Recently, one of the IDC users had a question about how to download whole slide images (needless to say, stored as DICOM Slide Microscopy objects) from IDC for the specific collections. Since this is a question of general interest, I decided to post the recipe in the forum.
As a prerequisite, you will need to install s5cmd
on your system, and note the location of the s5cmd
executable, or add it to your path. You will need this tool to download files from IDC.
Next you will need to select files that you want to download. You can do this using IDC Portal or BigQuery SQL.
IDC Portal
-
Select “Slide microscopy” in the Modality filter group on the left. You can use additional filters to, for example, select specific collection.
-
Click “Download images” button in the upper right corner.
-
Save the manifest as prompted, and run the
s5cmd
command as shown in the popup to download all of the images corresponding to your filter criteria:s5cmd --no-sign-request --endpoint-url https://storage.googleapis.com run file_manifest_gcs.s5cmd
It is important to remember that the manifests corresponding to the filters defined using IDC Portal are defined at the level of DICOM studies, not DICOM series. To explain it on an example, if your filter selects Slide Microscopy modality, manifest will include all images from all studies that include Slide Microscopy. In general, DICOM studies can include more than one modallity.
BigQuery SQL
At the moment, it is not possible to download specific individual series, or a subset of the images corresponding to your filter definition. To achieve this, you will need to use BigQuery SQL. This brings couple of extra prerequisites, which are easy to satisfy: 1) you will need to have a Google Account; 2) you will need to create a Google Cloud Project. We have a tutorial on how to complete those prerequisites here.

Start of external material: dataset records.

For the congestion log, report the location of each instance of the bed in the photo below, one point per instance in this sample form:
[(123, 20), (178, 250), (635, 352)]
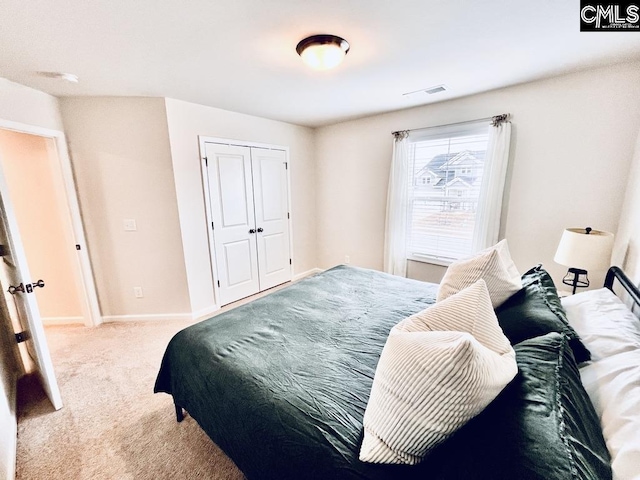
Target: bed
[(281, 384)]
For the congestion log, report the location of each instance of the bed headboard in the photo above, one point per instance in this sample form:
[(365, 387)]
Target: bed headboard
[(631, 293)]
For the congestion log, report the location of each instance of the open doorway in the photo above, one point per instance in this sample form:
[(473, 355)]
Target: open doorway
[(36, 190)]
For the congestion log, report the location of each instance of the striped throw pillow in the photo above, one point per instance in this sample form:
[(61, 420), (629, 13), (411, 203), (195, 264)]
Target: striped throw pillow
[(494, 265), (438, 370)]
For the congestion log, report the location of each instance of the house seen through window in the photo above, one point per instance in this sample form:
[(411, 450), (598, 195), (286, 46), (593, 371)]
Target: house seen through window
[(445, 175)]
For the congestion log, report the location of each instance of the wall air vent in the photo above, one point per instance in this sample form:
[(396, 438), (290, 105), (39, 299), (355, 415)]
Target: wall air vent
[(428, 91)]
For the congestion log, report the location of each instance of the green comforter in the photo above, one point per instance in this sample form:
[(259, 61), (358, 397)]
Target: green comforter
[(281, 384)]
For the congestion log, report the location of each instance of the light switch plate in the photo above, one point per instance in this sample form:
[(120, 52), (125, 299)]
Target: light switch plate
[(130, 225)]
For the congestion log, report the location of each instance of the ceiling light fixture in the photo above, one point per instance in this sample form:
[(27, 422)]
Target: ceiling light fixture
[(322, 52)]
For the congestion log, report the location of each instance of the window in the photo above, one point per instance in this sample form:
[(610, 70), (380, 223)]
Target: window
[(442, 214)]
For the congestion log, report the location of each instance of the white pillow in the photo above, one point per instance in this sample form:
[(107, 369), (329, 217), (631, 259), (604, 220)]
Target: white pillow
[(612, 380), (439, 369), (494, 265)]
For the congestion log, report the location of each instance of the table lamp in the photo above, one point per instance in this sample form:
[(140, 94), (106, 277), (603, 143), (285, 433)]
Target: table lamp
[(583, 249)]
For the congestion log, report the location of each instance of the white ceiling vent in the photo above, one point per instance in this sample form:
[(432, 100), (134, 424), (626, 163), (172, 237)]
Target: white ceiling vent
[(436, 89), (428, 91)]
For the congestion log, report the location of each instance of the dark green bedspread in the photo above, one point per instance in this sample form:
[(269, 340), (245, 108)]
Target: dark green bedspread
[(281, 384)]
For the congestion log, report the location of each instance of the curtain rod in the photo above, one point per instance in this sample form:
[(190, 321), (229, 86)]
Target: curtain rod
[(503, 117)]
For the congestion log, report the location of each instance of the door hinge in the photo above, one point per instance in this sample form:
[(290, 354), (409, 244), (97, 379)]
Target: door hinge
[(22, 337)]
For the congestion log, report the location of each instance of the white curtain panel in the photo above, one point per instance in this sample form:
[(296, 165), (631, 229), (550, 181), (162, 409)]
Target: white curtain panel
[(487, 226), (395, 238)]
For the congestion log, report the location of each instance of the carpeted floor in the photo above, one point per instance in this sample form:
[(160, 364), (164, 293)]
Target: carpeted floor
[(112, 425)]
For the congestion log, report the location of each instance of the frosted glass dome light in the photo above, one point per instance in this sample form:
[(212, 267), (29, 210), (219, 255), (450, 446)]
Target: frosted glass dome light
[(322, 52)]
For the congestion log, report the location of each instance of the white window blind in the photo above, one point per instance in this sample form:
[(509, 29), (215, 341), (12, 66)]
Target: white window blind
[(446, 167)]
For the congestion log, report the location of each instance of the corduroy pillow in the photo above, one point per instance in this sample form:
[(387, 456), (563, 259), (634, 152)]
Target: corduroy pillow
[(438, 369), (541, 427), (494, 265)]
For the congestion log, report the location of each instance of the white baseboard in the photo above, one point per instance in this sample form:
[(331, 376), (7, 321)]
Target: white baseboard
[(10, 449), (313, 271), (147, 317), (62, 320), (204, 313)]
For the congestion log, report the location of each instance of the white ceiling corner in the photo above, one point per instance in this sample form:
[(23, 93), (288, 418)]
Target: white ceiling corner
[(240, 55)]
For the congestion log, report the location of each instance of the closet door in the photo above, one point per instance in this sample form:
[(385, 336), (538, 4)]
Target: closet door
[(272, 216), (232, 212)]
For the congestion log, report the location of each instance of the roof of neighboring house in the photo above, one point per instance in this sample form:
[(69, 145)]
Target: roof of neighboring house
[(439, 165)]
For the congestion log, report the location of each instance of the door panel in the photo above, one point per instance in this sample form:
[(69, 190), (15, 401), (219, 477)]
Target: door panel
[(232, 180), (231, 206), (272, 212), (238, 260), (15, 271)]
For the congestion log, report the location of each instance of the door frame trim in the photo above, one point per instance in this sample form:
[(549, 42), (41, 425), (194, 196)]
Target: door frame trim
[(83, 268), (202, 141)]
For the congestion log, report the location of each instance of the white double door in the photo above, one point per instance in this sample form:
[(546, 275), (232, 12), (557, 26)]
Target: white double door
[(249, 215)]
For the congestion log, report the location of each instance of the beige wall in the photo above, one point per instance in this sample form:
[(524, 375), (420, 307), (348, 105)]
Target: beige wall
[(572, 143), (45, 233), (626, 252), (186, 122), (122, 162), (28, 106)]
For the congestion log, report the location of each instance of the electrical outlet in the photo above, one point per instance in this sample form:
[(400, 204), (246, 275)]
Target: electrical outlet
[(130, 225)]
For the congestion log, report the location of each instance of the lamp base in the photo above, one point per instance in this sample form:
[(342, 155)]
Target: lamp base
[(576, 277)]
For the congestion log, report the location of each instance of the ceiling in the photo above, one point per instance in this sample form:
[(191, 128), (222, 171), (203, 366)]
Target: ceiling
[(240, 55)]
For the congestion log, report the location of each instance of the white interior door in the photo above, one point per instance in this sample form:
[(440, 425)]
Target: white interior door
[(272, 216), (15, 273), (232, 213)]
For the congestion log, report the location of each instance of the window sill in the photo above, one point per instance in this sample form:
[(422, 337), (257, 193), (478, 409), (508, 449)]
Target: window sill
[(431, 260)]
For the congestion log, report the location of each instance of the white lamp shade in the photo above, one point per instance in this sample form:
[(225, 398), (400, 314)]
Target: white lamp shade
[(323, 56), (587, 251)]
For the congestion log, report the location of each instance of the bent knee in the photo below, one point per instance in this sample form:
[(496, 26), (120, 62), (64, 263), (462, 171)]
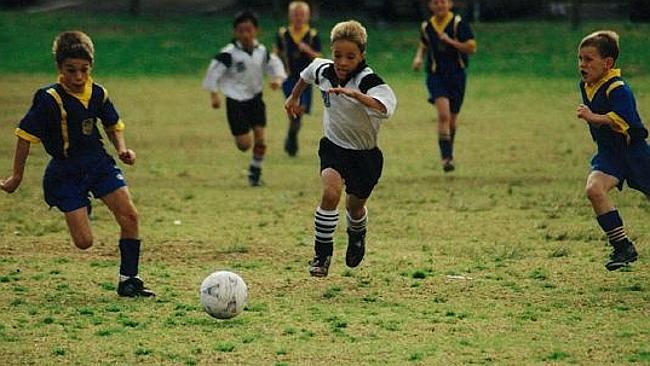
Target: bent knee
[(595, 191), (83, 243)]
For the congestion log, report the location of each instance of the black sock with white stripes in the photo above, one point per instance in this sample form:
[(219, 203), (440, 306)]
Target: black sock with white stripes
[(325, 225)]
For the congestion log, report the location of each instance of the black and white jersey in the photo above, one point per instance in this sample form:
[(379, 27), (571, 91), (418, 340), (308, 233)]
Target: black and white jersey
[(239, 72), (347, 122)]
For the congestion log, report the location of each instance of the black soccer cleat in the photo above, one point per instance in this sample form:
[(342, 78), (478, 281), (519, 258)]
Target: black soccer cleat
[(448, 166), (133, 287), (356, 248), (622, 255), (319, 266), (254, 175)]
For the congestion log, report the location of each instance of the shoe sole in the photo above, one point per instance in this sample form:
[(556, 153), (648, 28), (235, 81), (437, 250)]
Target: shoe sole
[(617, 265)]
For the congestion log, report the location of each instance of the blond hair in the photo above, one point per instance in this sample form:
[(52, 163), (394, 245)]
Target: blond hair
[(351, 31), (298, 4), (73, 44), (605, 41)]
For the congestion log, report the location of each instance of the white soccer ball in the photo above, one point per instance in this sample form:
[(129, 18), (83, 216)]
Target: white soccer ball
[(223, 294)]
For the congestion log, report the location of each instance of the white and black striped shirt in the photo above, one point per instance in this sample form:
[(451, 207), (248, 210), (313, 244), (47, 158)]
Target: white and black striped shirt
[(238, 73), (346, 121)]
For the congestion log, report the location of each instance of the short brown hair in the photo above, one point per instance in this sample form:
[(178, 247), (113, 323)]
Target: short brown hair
[(73, 44), (351, 31), (605, 41)]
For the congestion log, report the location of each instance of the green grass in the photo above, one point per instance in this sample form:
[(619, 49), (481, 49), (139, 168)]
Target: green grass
[(497, 263), (185, 44)]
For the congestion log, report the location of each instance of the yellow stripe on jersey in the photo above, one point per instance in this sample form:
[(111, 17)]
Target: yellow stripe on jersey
[(27, 136), (119, 126), (64, 120), (105, 94), (619, 124), (440, 26), (592, 89), (613, 86)]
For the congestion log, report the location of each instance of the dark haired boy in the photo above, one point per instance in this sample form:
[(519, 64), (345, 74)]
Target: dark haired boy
[(238, 70)]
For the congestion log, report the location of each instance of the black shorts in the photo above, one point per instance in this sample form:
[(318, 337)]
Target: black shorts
[(360, 169), (244, 115)]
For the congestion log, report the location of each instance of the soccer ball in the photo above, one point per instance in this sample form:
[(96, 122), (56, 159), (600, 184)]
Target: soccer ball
[(223, 294)]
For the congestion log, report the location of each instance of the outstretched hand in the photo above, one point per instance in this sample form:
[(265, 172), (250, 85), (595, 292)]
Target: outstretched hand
[(583, 112), (10, 184), (127, 157)]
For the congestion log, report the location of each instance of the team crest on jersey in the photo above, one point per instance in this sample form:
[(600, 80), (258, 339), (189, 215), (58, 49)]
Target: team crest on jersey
[(240, 66), (87, 126), (326, 98)]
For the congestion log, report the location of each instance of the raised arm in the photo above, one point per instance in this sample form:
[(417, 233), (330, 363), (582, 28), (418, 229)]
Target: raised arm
[(10, 184), (292, 104)]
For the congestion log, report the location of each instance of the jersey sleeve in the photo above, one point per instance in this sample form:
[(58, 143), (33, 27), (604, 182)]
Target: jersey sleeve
[(309, 73), (315, 42), (624, 114), (279, 43), (373, 86), (465, 32), (33, 126), (218, 66), (423, 34), (109, 115)]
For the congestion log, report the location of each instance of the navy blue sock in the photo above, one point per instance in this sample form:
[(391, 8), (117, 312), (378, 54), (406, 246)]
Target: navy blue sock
[(445, 147), (130, 256), (612, 225)]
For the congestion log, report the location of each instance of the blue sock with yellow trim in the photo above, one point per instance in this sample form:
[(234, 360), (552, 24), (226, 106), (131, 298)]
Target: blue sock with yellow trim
[(130, 257), (612, 225)]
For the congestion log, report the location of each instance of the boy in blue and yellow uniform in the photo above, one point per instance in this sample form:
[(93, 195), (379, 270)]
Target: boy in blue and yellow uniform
[(616, 127), (64, 117), (297, 45), (448, 41)]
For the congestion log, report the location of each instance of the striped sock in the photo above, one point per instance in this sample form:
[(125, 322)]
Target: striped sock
[(325, 225), (357, 225), (259, 150), (612, 225)]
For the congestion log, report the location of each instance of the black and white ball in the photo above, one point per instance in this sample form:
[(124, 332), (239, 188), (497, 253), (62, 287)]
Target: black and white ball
[(223, 294)]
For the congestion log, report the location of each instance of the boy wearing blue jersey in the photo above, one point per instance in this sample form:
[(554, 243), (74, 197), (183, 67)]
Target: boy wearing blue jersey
[(238, 71), (297, 45), (64, 117), (356, 101), (447, 41), (609, 108)]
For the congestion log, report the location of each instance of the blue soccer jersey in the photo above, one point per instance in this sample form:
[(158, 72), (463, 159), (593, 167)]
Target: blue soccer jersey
[(441, 57), (287, 42), (66, 123), (622, 148), (612, 97)]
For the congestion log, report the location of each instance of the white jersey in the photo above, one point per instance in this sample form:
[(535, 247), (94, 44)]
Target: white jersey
[(346, 122), (238, 73)]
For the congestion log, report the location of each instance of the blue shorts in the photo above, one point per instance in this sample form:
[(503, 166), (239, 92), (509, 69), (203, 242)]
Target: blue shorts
[(305, 98), (450, 86), (632, 166), (68, 183)]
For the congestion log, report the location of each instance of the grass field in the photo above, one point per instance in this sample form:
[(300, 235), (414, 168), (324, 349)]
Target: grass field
[(497, 263)]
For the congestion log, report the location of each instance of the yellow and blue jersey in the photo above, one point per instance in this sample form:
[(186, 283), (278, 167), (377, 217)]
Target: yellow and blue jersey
[(441, 57), (66, 122), (287, 41), (611, 96)]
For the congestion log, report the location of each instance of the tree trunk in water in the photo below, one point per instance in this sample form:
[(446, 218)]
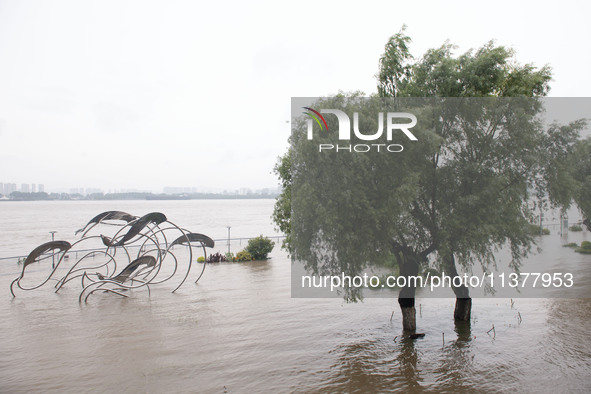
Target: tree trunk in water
[(406, 297), (463, 307)]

Assuming you completed the prerequisites, you should be able to open BigQuery SQL console, where you can enter and run queries.
The following query will generate a manifest that contains all of the Slide Microscopy image series. You can run it using the BigQuery SQL console.
SELECT
ANY_VALUE(CONCAT("cp s3",REGEXP_SUBSTR(gcs_url, "(://.*)/"),"/* .")) as s5cmd_command
FROM
`bigquery-public-data.idc_current.dicom_all`
WHERE
modality = "SM"
GROUP BY
SeriesInstanceUID
Once you run the query, save the result as a local CSV file directly from the BigQuery console.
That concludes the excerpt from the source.